The world is big and the task of reaching the ends of the earth is still ongoing...
Here is a rough but interactive map to help you visualize where the various fonts produced by our team (about 40 in total right now) are serving at least one local language community. The countries impacted by our work are painted in green. There are new font projects and then there is the ongoing work on maintaining and updating current fonts. You can probably imagine the many people served in these locations yourself... (give or take a few millions). And, of course, there are the many more refugees, diasporas, displaced people and linguists using and studying with that particular alphabet in other countries. Our basic fonts for the Latin/Cyrillic/Greek alphabets are used pretty much everywhere. Please bear in mind that it's hard to accurately measure and provide very precise statistics since, by design, we are very generous with the licensing through the Open Font License to allow unrestricted usage, wide redistribution to maximize access and great malleability of sources and build systems to make derivatives and cater to local needs without us being a bottleneck.
We hope this provides a decent answer to the question, "So... where and with what people group do you work?".
These are the countries with at least one people group using a language we support with a font (and usually a keyboard to go along with it) to enable reading and writing. If you zoom in, you will see some of the city names written in one of the local alphabets, usually the main one. (the map legends might be rather small on a large screen but more readable on a mobile device). We are not tracking any "sales" and for security reasons, we are only giving you a general idea of where the fonts are being used but not full names and population statistics inside each country... The markers on the map, a little icon of a happy reader might be located on capital cities but the remote communities being served are often very far away from there...

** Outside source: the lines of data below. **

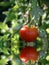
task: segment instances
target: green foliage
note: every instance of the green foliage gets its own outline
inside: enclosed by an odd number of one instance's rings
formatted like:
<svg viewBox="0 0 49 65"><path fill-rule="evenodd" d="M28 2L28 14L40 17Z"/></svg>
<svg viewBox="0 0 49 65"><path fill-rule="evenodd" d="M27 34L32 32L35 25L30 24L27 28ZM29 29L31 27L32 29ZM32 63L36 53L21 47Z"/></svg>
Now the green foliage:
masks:
<svg viewBox="0 0 49 65"><path fill-rule="evenodd" d="M20 39L25 24L36 25L39 31L39 37L32 42L39 52L37 65L49 65L49 0L3 0L0 13L0 17L6 16L0 19L0 65L10 65L8 61L11 65L25 65L19 57L26 45Z"/></svg>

Also, our presence and many years of sustained advocacy efforts in the wider computer industry have dramatically improved the availability of unrestricted fonts covering the needs of lesser-resourced languages, besides the ones produced by SIL. Consider the Noto Font project and most fonts in the Google Font service which use the Open Font License, a legal model established by our team. There are now thousands more open fonts available for lesser-resourced languages around the world provided by different foundries. This is great news for many communities, indeed!
While we have been very encouraged by the overall progress, we still hear about needs directly through our contacts on the field. There are still new alphabets to establish in the Unicode international standard and corresponding fonts to create and distribute so this task is far from complete, the battle continues and we still need your help. Breaking down language barriers and crossing borders is far from easy, but remains absolutely necessary to reach all the way to the ends of the earth. Thank you for considering how you could play a part in this work!